My other yoga class the following day is not quite as sweaty but as the name of the class is Power Yoga, it’s equally intense. Our instructor challenges us with the question, “How many of us have come to our mats believing we can’t do a particular position? Believing, it’s too hard for us and we can’t possibly do that?” She personally challenges me to do a handstand saying, “Come fly with me.” For context, I’m 6 foot 2 and weigh 114 kg. My instructor is definitely a foot shorter than me and my right leg alone may weigh more than her. So, understandably, I decide not to fly with her this time around. The person to my left however has already taken off, no invite required, and comes crashing down shortly after—collapsing forward from their handstand. I ask to do my handstand by the wall, where I would feel more comfortable in case I fall forward. I’m amazed how confident she is of being able to catch me.
After my class, I start reflecting on how different yoga is at this studio in the Washington DC area relative to the classes I used to attend back in Central London. People are definitely more expressive here and intense (which means passionate. People in the UK are passionate…but we hide it deep down inside of us). The US studios have a lot more heated classes and power yoga sessions versus the restorative yin yoga classes that are most popular back in London, or maybe those were just the classes that I chose during my time there.
My experience in the US has made me question my perspective, perceptions and beliefs.

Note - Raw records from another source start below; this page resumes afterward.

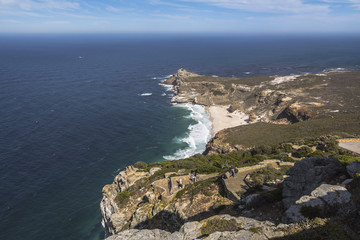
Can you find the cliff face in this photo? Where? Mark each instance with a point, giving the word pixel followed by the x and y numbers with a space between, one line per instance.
pixel 287 99
pixel 136 200
pixel 154 200
pixel 112 216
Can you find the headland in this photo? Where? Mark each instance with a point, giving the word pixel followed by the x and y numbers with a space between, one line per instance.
pixel 272 170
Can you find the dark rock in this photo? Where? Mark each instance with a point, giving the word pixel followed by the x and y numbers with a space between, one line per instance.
pixel 353 168
pixel 306 175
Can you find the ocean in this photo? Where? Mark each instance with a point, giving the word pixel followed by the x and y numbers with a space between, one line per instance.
pixel 76 109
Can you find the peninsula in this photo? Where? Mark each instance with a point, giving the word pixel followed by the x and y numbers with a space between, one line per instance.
pixel 273 169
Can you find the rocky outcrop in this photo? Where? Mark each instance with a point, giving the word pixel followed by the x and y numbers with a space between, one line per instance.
pixel 325 201
pixel 249 229
pixel 217 146
pixel 155 204
pixel 353 168
pixel 112 217
pixel 307 175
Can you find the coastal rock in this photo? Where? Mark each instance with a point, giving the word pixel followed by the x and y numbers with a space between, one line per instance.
pixel 154 234
pixel 250 229
pixel 353 168
pixel 113 220
pixel 326 200
pixel 306 175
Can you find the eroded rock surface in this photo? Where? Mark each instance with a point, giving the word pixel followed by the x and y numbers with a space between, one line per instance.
pixel 307 175
pixel 250 229
pixel 327 200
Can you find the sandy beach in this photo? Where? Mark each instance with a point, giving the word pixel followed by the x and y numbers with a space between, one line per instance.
pixel 222 119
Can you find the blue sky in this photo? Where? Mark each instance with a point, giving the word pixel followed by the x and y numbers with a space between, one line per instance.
pixel 194 16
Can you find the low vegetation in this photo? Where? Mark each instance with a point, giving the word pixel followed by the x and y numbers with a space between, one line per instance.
pixel 256 134
pixel 320 229
pixel 268 174
pixel 217 224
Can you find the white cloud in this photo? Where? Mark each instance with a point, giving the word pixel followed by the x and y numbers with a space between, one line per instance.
pixel 29 5
pixel 56 22
pixel 268 6
pixel 118 10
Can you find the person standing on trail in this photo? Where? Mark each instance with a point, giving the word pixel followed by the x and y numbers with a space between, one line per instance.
pixel 180 183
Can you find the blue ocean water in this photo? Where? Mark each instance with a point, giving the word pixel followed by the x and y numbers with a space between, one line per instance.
pixel 75 109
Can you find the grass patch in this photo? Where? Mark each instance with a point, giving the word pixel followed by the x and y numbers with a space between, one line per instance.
pixel 267 174
pixel 263 133
pixel 217 224
pixel 320 229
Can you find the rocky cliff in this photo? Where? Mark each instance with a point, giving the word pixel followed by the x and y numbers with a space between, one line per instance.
pixel 286 99
pixel 162 201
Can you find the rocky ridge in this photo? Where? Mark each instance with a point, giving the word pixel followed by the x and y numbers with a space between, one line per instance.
pixel 274 99
pixel 146 200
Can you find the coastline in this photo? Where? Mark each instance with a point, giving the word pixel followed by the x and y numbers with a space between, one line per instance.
pixel 222 119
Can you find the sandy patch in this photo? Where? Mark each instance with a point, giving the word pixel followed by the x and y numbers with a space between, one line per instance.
pixel 279 80
pixel 222 119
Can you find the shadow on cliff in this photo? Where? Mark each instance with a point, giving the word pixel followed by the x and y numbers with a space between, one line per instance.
pixel 325 229
pixel 171 222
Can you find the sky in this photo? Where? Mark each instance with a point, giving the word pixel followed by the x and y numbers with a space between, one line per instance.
pixel 180 16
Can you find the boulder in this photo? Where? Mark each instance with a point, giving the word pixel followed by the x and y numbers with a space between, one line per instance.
pixel 328 199
pixel 307 175
pixel 353 168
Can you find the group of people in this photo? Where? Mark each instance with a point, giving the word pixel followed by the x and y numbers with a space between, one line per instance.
pixel 194 177
pixel 129 168
pixel 232 173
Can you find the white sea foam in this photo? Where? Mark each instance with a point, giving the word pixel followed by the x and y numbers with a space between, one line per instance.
pixel 333 69
pixel 198 135
pixel 145 94
pixel 167 87
pixel 279 80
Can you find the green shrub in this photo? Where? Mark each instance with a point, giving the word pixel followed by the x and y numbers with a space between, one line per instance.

Where do they come from? I’m trying to make the connection between my conscious and unconscious self. One is driving the other and I want to be sure the coordinates have been set correctly.
As I compare things between UK and US, I realize that I am also more in touch with my Nigerian roots as I am now living in an area with more Nigerians. I find myself questioning what I do and what I have learnt, and learning to unlearn and redefine my identity so that I can keep growing. It’s not easy to question your identity. I know I’m Nigerian and proud of it. But I also spent over 25 years living in the UK, which has definitely had an impact on me. Since getting married, I have been more in touch with my Nigerian side, which has created some conflict in my mind. How can I be Nigerian when I do certain things differently? When I look at my closest friends, it sometimes forces me to question whether I am truly Nigerian. Now I’m in the US, a completely different culture, and I have started noticing my British influences, which actually shocks me. I never thought of myself as British while actually living in the UK, despite being there for 25 years.
So as I think of the arrival of Baby Nwabueze, I ponder what can I share with him/her on how to navigate their global world. I have always believed we are firstly human. The color of your skin and where you are from is secondary. Yes, it informs your identity but being human (and humane) comes first. When I pick friends, I focus on the human side. I always try to be flexible with my identity, marrying my roots with the experiences that life throws my way so that I can maintain peace of mind. I find that when you become too rigid or see things in black and white, it creates tension in the mind and you are unable to adapt to your changing environment.
So today in yoga when the yoga instructor urged me to fly, before I know it I’m flying: doing the handstand with no wall to catch me, just my petite instructor. I push past my safety point where I think I will fall, but instead of panicking I simply move my hand to the side to catch myself and balance and come back down. The whole experience left me thinking, “Wow, that wasn’t so hard.” More flying to come!